I have this project where I hook some Windows functions (GetOpenFileNameA, GetOpenFileNameW, GetSaveFileNameA, GetSaveFileNameW) with MHook library. This is the code I use to install the hooks.
for(size_t i = 0; i < FunctionsCount; ++i)
{
HMODULE hModule = GetModuleHandleA(Function[i].ModuleName);
//[1]
if( !hModule )
return FALSE;
*Function[i].Original = GetProcAddress(hModule, Function[i].Name);
if(*Function[i].Original == NULL)
return FALSE;
if(!Mhook_SetHook(Function[i].Original, Function[i].Hooked))
return FALSE;
}
It is called from DllMain on DLL_PROCESS_ATTACH reason.
Now, when I inject my Dll using the CreateRemoteThread approach it works pretty well, but when I want to set up the system-wide hooks using LoadAppInit_DLLs mechanism my hooks doesn't works.
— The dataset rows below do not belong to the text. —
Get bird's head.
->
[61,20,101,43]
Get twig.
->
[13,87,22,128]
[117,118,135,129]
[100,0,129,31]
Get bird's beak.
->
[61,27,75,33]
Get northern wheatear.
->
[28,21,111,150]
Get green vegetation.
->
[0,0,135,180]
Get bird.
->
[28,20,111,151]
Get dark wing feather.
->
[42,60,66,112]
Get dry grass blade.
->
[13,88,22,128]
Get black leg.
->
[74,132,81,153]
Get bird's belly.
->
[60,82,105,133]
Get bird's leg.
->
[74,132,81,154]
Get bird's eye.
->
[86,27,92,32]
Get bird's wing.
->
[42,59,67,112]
After hours debugging I found that the reason is that my Dll is loaded BEFORE comdlg32.dll (which is the module where these functions are), and then the statement [1] returns false, then my Dll is not loaded.
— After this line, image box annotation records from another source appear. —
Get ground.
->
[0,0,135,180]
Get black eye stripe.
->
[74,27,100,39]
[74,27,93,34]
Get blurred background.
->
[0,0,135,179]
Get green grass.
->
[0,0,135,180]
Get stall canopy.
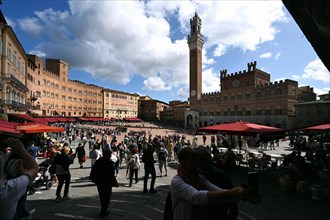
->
[123,118,142,122]
[0,119,20,137]
[16,124,65,134]
[301,124,330,131]
[198,121,284,135]
[10,114,47,124]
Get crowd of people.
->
[0,119,329,219]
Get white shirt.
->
[171,175,224,220]
[89,149,102,166]
[0,175,30,219]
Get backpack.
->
[158,149,166,161]
[164,192,174,220]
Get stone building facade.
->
[0,18,29,118]
[185,14,316,129]
[138,96,168,122]
[27,55,103,117]
[160,100,189,128]
[0,10,139,119]
[103,89,140,119]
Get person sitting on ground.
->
[171,147,248,220]
[0,137,39,219]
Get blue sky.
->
[0,0,330,102]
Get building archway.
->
[184,111,199,130]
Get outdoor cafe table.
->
[270,154,284,166]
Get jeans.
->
[143,166,156,191]
[96,183,112,214]
[129,168,139,185]
[56,174,71,196]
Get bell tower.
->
[188,12,204,102]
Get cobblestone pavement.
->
[27,131,330,220]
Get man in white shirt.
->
[171,147,247,220]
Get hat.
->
[129,143,138,149]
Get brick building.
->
[138,96,168,122]
[185,13,316,129]
[103,89,140,119]
[0,13,28,118]
[27,55,103,117]
[160,100,189,127]
[0,11,139,119]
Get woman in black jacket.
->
[54,147,72,202]
[90,150,118,218]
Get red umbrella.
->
[0,119,20,137]
[302,124,330,131]
[198,121,284,135]
[16,124,65,134]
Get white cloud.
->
[177,87,189,99]
[202,69,220,93]
[275,53,281,60]
[143,76,171,91]
[301,58,330,85]
[5,16,16,29]
[259,52,272,58]
[214,43,227,57]
[19,0,285,96]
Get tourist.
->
[171,147,248,220]
[27,141,39,163]
[128,147,140,187]
[142,143,157,193]
[89,144,102,166]
[90,150,116,218]
[196,146,238,220]
[76,143,86,168]
[0,136,39,219]
[158,142,168,177]
[54,147,72,202]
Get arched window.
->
[6,89,11,101]
[275,88,282,95]
[275,106,282,115]
[256,92,262,98]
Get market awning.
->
[301,124,330,131]
[198,121,284,135]
[123,118,142,122]
[10,114,47,124]
[0,119,20,137]
[16,124,65,134]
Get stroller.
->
[28,159,53,195]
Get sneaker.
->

The solution I've so far is to call LoadLibrary if [1] returns false.
HMODULE hModule = GetModuleHandleA(Function[i].ModuleName);
//[2]
if( !hModule )
{
LoadLibraryA(Function[i].ModuleName);
hModule = GetModuleHandleA(Function[i].ModuleName);
}
I've found many site where is said this is evil and I agree (even when works fine). Also if a process doesn't use common dialogs at all I'm hooking functions that will never be called.
If anybody could help, maybe a workaround or an explanation of another way to set-up global hooks it will be appreciated. Thanks in advance
解决方案
You need to hook LoadLibraryXXX functions and after successful their execution check whether your module has been loaded (calling GetModuleHandle) and hook it if it is loaded.
Also it is a good idea to pin hooked dlls so they are not unloaded anymore.